The YCC (also known as \(YC_oC_g\) or \(YC_1C_2\)) decorrelates the RGB channels by a fast computation:

  • It uses a \(3 \times 3\) transformation matrix whose coefficients are simple binary fractions.
  • The axes approximately correspond to luminance, orange-blue, and green-violet channels.

HSV

The HSV colour space (hue, saturation, and value) is a cylindrical representation of the RGB cube designed by computer graphics:

  • The white and black points are set as the origins of the top and bottom bases of the cylinder.
  • The transformation forces the RGBCMY into a plane to obtain a circular hue.

CIE Lab

The CIE Lab colour space (luminance, red-green and yellow-blue axes) intends to be perceptually uniform:

  • The transformation consists of going into the XYZ space by linearising relative to a white point.
  • The luminance channel is effectively a power curve with an exponent of \(\approx 0.43\).

Colour difference

A colour space is perceptually uniform if the spatial distances between two colours in that space perfectly match the colour difference humans perceive.

Human-data

Several studies have measured colour discrimination threshold and colour differences of human visual system. We rely on the following data:

  1. MacAdam ellipses (1942)
  2. Luo-Rigg ellipses (1986)
  3. MacAdam colour difference (1974)

MacAdam Ellipses

The idea behind MacAdam ellipses is that within each ellipse, colours are indiscriminate to human eyes. `

Luo-Rigg Ellipses

The idea behind Luo-Rigg ellipses is similar to MacAdam ellipses. However, contrary to the MacAdam Luo-Rigg ellipses have different luminance \(Y\) values.

MacAdam 1974

The lines from each point towards different direction indicates the relative magnitudes of colour difference.

Quantifying goodness

  1. Colour discrimination data:

    To quantify uniformity of a colour space, we rely on standard deviation (\(\sigma\)) among measured sensitivity thresholds. The figure below depicts the Euclidean distance in RGB colour space for a set of measured points. In a perceptually uniform colour space, all these distances should have an identical length, therefore:

    • A small standard deviation indicates greater uniformity.
    • A large standard deviation indicates nonuniformity.

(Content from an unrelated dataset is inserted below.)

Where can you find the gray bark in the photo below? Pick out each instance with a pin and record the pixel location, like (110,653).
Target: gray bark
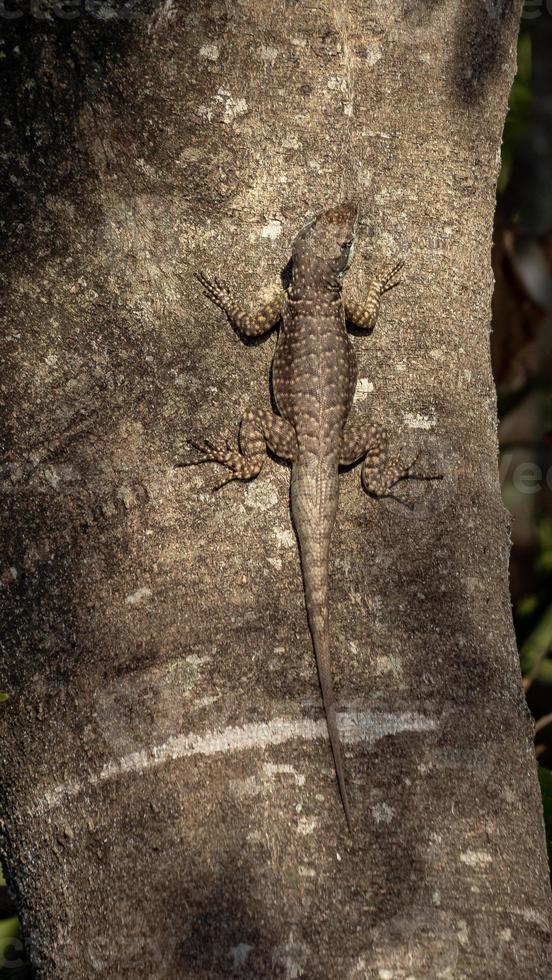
(168,795)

    It is important to note that the absolute distance that determines the sensitivity does not determine the uniformity.

    Naturally, the standard deviation depends on the absolute values. Therefore, when comparing different colour spaces, we ensure the space is normalised to the range from 0 to 1.

  2. Colour difference data

    We use the correlation coefficient (\(r\)) to quantify how much a colour space predicts human colour difference data such as MacAdam 1974.

Metrics

To better explain the problem, we have sampled three orthogonal planes from the RGB space. Next, we will draw lines between all pairs of neighbouring points according to difference colour difference metrics. The line’s length indicates the distance between the points:

  • Longer lines denote bigger colour differences.
  • Shorter lines denote smaller colour differences.

Euclidean distance

In the figure below, we have used the Euclidean distance in RGB colour space as our colour difference metric. Naturally, since sampled points were drawn from a uniform distribution in RGB, the distance between all neighbouring points is identical as depicted by lines. However, we know that RGB does not capture the perceive colour difference.

\(\Delta E2000\)

CIELab colour space was designed to capture the perceived colour difference better. Since the Euclidean distance in CIELab did not adequately resolve the perceptual uniformity issue, the CIE refined their definition and introduced \(\Delta E2000\) which is widely used as the colour difference metric. The figure below depicts the \(\Delta E2000\) distance between neighbouring points.

Predicting human data

The figure below compares the prediction power of different colour metrics. The

  • Euclidean distance across different colour spaces (RGB, YCC, DKL, Lab) results in a similar prediction.
  • \(\Delta E2000\) performs better than any of the Euclidean distances.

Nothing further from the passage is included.